The latest explainer from the Government Law Center at Albany Law School explores Supported Decision-Making and Supported Decision-Making Agreements, one of the recent developments in New York’s legislature.
In mid-May, the New York State Senate and Assembly passed legislative measures to enhance inclusion, access, and protections for New Yorkers living with disabilities. While still pending the signature of Governor Kathy Hochul, the legislation includes recognition of Supported Decision-Making Agreements. The package will, “strengthen and streamline resources, and correct historical tropes that are both harmful and inaccurate” to the disabled community, according to a press release from the State Senate.

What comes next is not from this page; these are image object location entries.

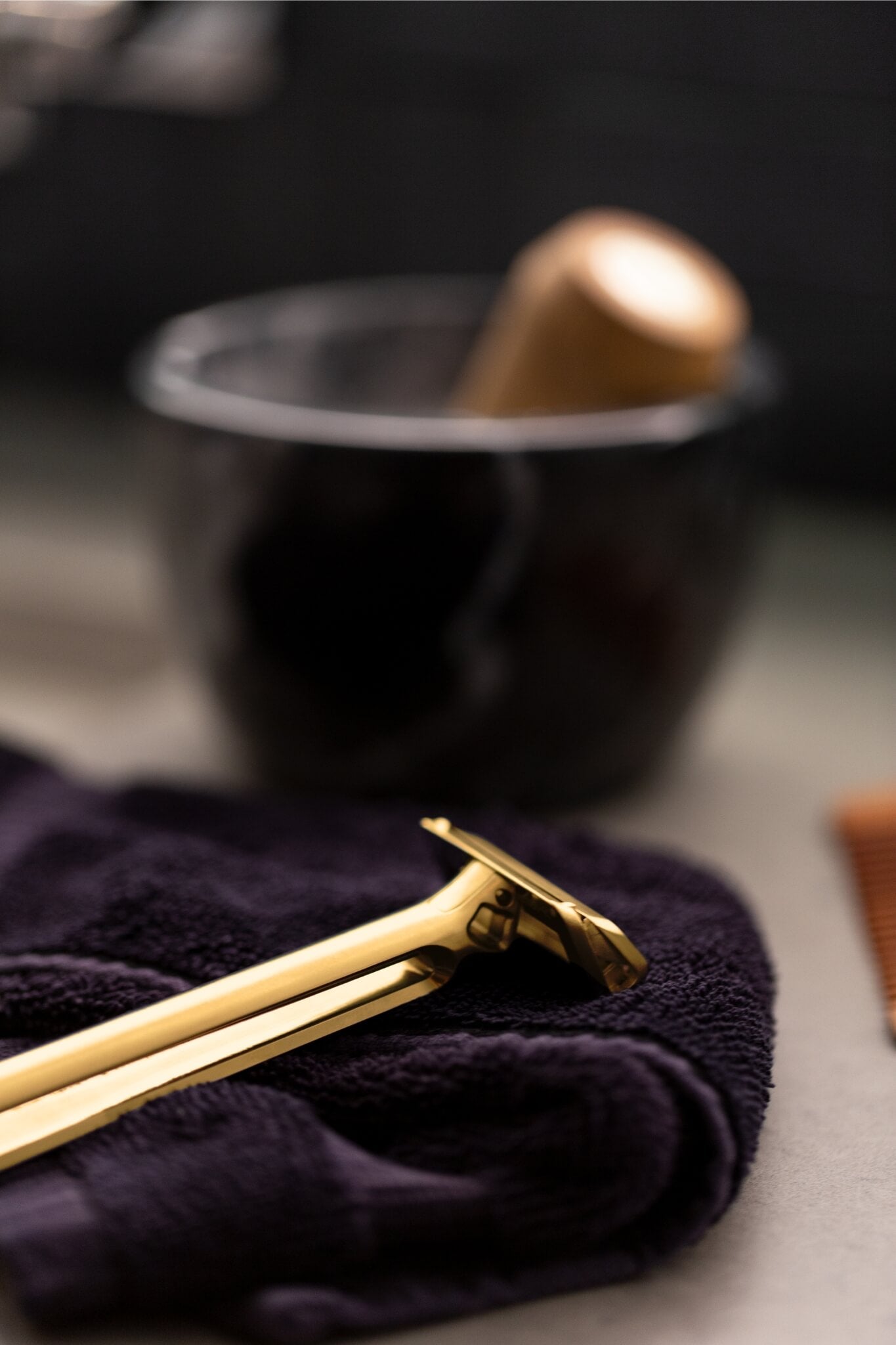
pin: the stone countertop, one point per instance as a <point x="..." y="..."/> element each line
<point x="801" y="709"/>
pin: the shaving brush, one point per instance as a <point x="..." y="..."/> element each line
<point x="606" y="310"/>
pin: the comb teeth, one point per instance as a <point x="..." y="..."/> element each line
<point x="867" y="825"/>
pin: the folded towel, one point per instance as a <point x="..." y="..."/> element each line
<point x="515" y="1134"/>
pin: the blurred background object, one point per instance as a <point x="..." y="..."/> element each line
<point x="172" y="164"/>
<point x="395" y="600"/>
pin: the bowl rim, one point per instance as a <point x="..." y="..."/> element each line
<point x="165" y="378"/>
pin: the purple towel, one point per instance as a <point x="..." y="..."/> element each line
<point x="515" y="1134"/>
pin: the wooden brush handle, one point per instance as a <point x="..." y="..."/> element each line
<point x="606" y="310"/>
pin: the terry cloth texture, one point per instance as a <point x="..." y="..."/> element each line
<point x="512" y="1136"/>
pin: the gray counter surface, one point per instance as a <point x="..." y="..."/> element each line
<point x="802" y="708"/>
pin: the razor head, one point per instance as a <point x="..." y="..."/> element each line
<point x="554" y="919"/>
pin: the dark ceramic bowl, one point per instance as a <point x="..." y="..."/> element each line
<point x="395" y="600"/>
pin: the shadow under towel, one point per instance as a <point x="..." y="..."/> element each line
<point x="515" y="1134"/>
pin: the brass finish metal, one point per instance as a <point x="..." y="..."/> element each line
<point x="69" y="1087"/>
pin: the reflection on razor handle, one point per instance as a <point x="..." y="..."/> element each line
<point x="69" y="1087"/>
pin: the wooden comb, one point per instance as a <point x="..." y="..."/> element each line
<point x="867" y="825"/>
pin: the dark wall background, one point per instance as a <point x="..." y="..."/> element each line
<point x="442" y="136"/>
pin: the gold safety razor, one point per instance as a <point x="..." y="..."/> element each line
<point x="69" y="1087"/>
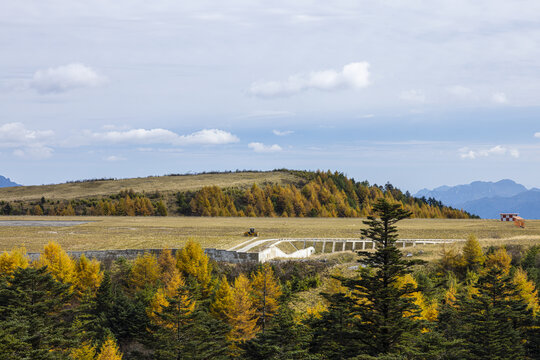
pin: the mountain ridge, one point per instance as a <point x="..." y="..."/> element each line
<point x="488" y="199"/>
<point x="6" y="182"/>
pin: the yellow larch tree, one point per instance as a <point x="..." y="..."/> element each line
<point x="58" y="263"/>
<point x="109" y="350"/>
<point x="265" y="293"/>
<point x="160" y="301"/>
<point x="527" y="291"/>
<point x="84" y="352"/>
<point x="168" y="272"/>
<point x="9" y="261"/>
<point x="192" y="261"/>
<point x="499" y="259"/>
<point x="472" y="253"/>
<point x="144" y="272"/>
<point x="88" y="276"/>
<point x="242" y="317"/>
<point x="223" y="300"/>
<point x="428" y="311"/>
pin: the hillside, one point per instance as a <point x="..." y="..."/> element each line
<point x="527" y="204"/>
<point x="489" y="199"/>
<point x="163" y="184"/>
<point x="6" y="182"/>
<point x="456" y="196"/>
<point x="281" y="193"/>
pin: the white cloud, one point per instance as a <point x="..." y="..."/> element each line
<point x="366" y="116"/>
<point x="208" y="137"/>
<point x="260" y="147"/>
<point x="34" y="152"/>
<point x="16" y="134"/>
<point x="65" y="78"/>
<point x="499" y="98"/>
<point x="497" y="150"/>
<point x="282" y="133"/>
<point x="163" y="136"/>
<point x="114" y="158"/>
<point x="267" y="114"/>
<point x="26" y="143"/>
<point x="353" y="75"/>
<point x="414" y="96"/>
<point x="459" y="91"/>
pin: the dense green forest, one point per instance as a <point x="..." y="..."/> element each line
<point x="469" y="304"/>
<point x="320" y="194"/>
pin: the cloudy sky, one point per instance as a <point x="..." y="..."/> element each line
<point x="418" y="93"/>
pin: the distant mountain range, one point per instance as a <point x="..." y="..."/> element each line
<point x="6" y="182"/>
<point x="489" y="199"/>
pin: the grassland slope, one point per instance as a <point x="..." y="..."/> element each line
<point x="163" y="184"/>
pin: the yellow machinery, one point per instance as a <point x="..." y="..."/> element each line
<point x="251" y="232"/>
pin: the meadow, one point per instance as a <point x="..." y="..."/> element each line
<point x="163" y="184"/>
<point x="218" y="232"/>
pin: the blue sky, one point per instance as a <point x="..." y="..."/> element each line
<point x="418" y="93"/>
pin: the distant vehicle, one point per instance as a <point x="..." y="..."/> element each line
<point x="251" y="232"/>
<point x="519" y="221"/>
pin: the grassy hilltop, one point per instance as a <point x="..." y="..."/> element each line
<point x="164" y="184"/>
<point x="279" y="193"/>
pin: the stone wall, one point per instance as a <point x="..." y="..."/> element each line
<point x="107" y="257"/>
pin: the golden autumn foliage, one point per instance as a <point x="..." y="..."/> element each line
<point x="242" y="315"/>
<point x="192" y="261"/>
<point x="184" y="303"/>
<point x="500" y="260"/>
<point x="265" y="291"/>
<point x="11" y="260"/>
<point x="326" y="194"/>
<point x="144" y="272"/>
<point x="86" y="351"/>
<point x="527" y="291"/>
<point x="88" y="276"/>
<point x="315" y="311"/>
<point x="428" y="311"/>
<point x="472" y="253"/>
<point x="451" y="260"/>
<point x="109" y="351"/>
<point x="158" y="302"/>
<point x="223" y="300"/>
<point x="58" y="263"/>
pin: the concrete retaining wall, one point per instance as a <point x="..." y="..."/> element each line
<point x="274" y="252"/>
<point x="107" y="257"/>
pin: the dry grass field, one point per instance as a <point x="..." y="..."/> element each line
<point x="164" y="184"/>
<point x="159" y="232"/>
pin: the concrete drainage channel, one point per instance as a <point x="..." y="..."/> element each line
<point x="269" y="249"/>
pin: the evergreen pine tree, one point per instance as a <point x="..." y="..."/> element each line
<point x="33" y="315"/>
<point x="381" y="304"/>
<point x="491" y="322"/>
<point x="285" y="339"/>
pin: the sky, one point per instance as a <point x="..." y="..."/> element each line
<point x="417" y="93"/>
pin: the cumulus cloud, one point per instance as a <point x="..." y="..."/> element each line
<point x="163" y="136"/>
<point x="114" y="158"/>
<point x="497" y="150"/>
<point x="16" y="134"/>
<point x="459" y="91"/>
<point x="499" y="98"/>
<point x="282" y="133"/>
<point x="414" y="96"/>
<point x="34" y="152"/>
<point x="261" y="148"/>
<point x="353" y="75"/>
<point x="65" y="78"/>
<point x="26" y="143"/>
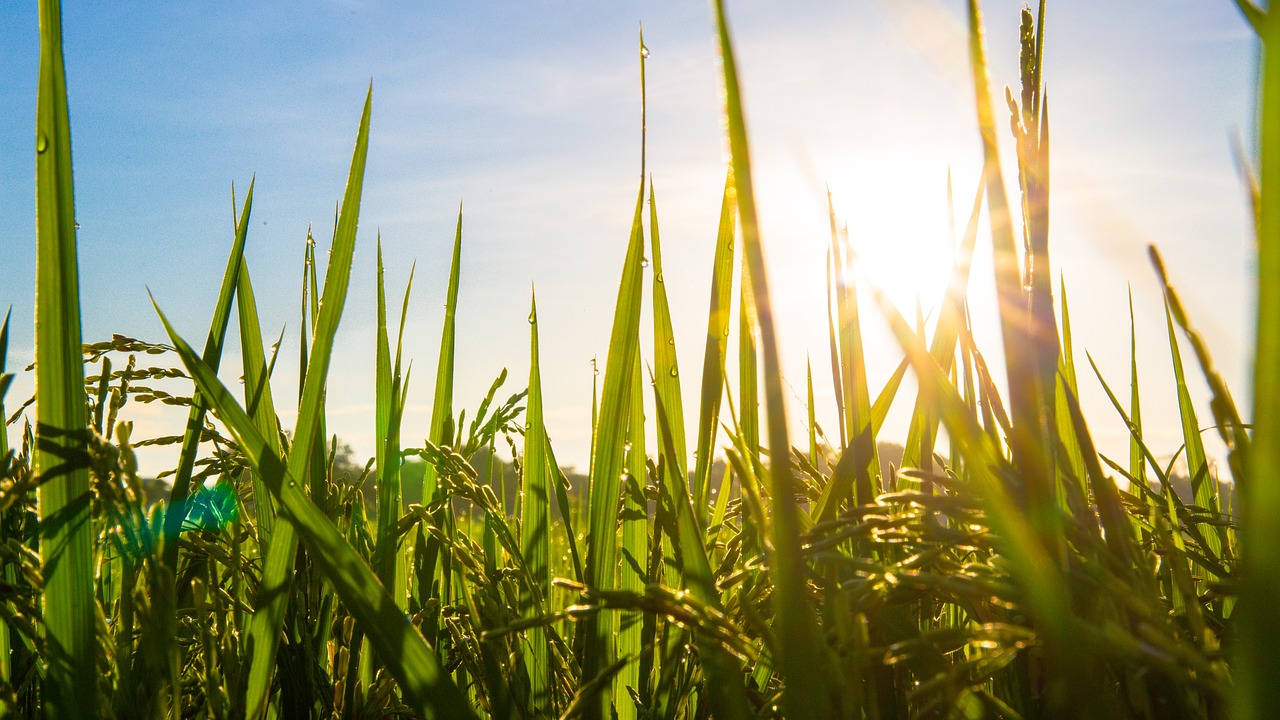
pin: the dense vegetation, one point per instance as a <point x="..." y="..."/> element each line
<point x="1006" y="572"/>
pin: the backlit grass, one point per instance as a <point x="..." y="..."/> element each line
<point x="1010" y="572"/>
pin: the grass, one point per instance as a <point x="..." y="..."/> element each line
<point x="1016" y="574"/>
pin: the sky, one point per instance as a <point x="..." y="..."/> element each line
<point x="528" y="114"/>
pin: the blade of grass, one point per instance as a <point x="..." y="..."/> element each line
<point x="389" y="384"/>
<point x="1045" y="588"/>
<point x="257" y="392"/>
<point x="1018" y="326"/>
<point x="264" y="634"/>
<point x="800" y="641"/>
<point x="62" y="433"/>
<point x="535" y="525"/>
<point x="725" y="689"/>
<point x="9" y="573"/>
<point x="606" y="491"/>
<point x="414" y="665"/>
<point x="632" y="574"/>
<point x="717" y="349"/>
<point x="442" y="408"/>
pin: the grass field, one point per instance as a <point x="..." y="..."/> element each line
<point x="1001" y="569"/>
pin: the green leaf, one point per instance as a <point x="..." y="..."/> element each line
<point x="423" y="682"/>
<point x="717" y="349"/>
<point x="178" y="497"/>
<point x="800" y="646"/>
<point x="535" y="525"/>
<point x="62" y="431"/>
<point x="606" y="492"/>
<point x="264" y="634"/>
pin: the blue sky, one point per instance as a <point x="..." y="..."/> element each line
<point x="528" y="113"/>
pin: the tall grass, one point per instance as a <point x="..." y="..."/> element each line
<point x="1013" y="573"/>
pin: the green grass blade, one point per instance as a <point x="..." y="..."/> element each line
<point x="632" y="568"/>
<point x="388" y="561"/>
<point x="264" y="632"/>
<point x="1203" y="483"/>
<point x="602" y="546"/>
<point x="178" y="509"/>
<point x="5" y="379"/>
<point x="1045" y="588"/>
<point x="1018" y="328"/>
<point x="442" y="408"/>
<point x="1137" y="461"/>
<point x="1226" y="417"/>
<point x="923" y="429"/>
<point x="725" y="688"/>
<point x="800" y="642"/>
<point x="535" y="525"/>
<point x="62" y="433"/>
<point x="717" y="349"/>
<point x="9" y="575"/>
<point x="414" y="665"/>
<point x="666" y="368"/>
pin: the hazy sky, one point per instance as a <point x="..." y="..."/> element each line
<point x="529" y="114"/>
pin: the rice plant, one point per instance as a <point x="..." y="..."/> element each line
<point x="1011" y="572"/>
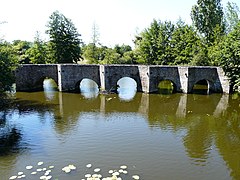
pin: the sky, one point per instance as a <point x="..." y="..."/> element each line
<point x="118" y="21"/>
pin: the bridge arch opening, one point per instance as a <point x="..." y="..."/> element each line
<point x="126" y="88"/>
<point x="201" y="87"/>
<point x="49" y="87"/>
<point x="166" y="87"/>
<point x="88" y="88"/>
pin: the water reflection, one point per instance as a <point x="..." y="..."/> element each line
<point x="206" y="127"/>
<point x="166" y="87"/>
<point x="89" y="88"/>
<point x="10" y="136"/>
<point x="127" y="88"/>
<point x="50" y="88"/>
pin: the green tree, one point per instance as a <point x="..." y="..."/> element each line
<point x="185" y="43"/>
<point x="229" y="54"/>
<point x="64" y="39"/>
<point x="8" y="62"/>
<point x="38" y="52"/>
<point x="232" y="16"/>
<point x="93" y="54"/>
<point x="20" y="47"/>
<point x="206" y="16"/>
<point x="153" y="44"/>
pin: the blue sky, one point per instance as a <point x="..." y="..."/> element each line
<point x="118" y="21"/>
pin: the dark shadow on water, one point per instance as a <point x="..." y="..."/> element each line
<point x="166" y="87"/>
<point x="201" y="87"/>
<point x="88" y="88"/>
<point x="10" y="138"/>
<point x="127" y="88"/>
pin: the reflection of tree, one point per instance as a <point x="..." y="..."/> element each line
<point x="228" y="138"/>
<point x="9" y="140"/>
<point x="9" y="136"/>
<point x="203" y="128"/>
<point x="198" y="139"/>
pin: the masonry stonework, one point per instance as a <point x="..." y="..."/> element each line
<point x="68" y="76"/>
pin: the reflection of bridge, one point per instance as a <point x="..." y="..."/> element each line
<point x="178" y="105"/>
<point x="68" y="76"/>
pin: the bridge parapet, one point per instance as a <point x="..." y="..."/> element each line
<point x="69" y="76"/>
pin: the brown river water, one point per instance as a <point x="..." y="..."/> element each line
<point x="157" y="136"/>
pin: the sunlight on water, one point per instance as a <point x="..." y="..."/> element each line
<point x="165" y="87"/>
<point x="50" y="88"/>
<point x="127" y="88"/>
<point x="89" y="88"/>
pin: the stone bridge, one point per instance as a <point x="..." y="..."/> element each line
<point x="69" y="76"/>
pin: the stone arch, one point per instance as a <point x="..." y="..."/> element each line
<point x="174" y="86"/>
<point x="126" y="92"/>
<point x="37" y="83"/>
<point x="115" y="72"/>
<point x="133" y="81"/>
<point x="157" y="80"/>
<point x="211" y="85"/>
<point x="78" y="83"/>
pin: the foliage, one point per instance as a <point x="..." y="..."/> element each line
<point x="64" y="39"/>
<point x="8" y="62"/>
<point x="206" y="16"/>
<point x="20" y="48"/>
<point x="232" y="16"/>
<point x="153" y="44"/>
<point x="93" y="54"/>
<point x="185" y="44"/>
<point x="229" y="52"/>
<point x="39" y="52"/>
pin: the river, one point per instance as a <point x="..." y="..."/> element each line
<point x="157" y="136"/>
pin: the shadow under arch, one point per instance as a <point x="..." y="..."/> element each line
<point x="202" y="86"/>
<point x="39" y="84"/>
<point x="126" y="88"/>
<point x="87" y="87"/>
<point x="166" y="86"/>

In the explainer, Rose Mary Bailly – Special Consultant on Aging Law within the GLC – points out that anyone who has have ever sought advice on buying a car, a pair of running shoes, or even a jar of pasta sauce, has engaged in supported decision-making, without a second thought. Most New York adults are presumed to have the “legal capacity” to make decisions. Legal capacity being “the capacity and power to engage in a particular undertaking or transaction, to maintain a particular status with another individual, and more in general to create, modify or extinguish legal relationships” and “have those decisions legally recognized,” Bailly wrote.
Individuals with developmental disabilities generally do not have this certainty.
“By the time they reach 18 years of age, families are pressured by schools, physicians, service providers, and other parents to get guardianship notwithstanding the fact a guardianship may not be necessary, and that the loss of rights accompanying it is not well understood,” Bailly points out in the explainer. “Once a guardian is appointed for an individual, the guardian makes all the decisions and the individual is left without authority to make any decisions.”
“New York’s legislative recognition of supported decision-making is significant because it acknowledges the ability of individuals with disabilities to live independent lives, and avoid guardianship,” Bailly said. “Supported decision-making as well as decision-making alternatives to guardianship should be included as alternative options in New York’s developmental disabilities guardianship statute so that families and individuals with developmental disabilities are fully informed about their choices.”
The explainer is the latest in a series from the GLC that concisely map out the law that applies to important questions of public policy. The GLC has also created explainers on the federal Voting Rights Act, political redistricting in New York, immigration, aging, and policing policy.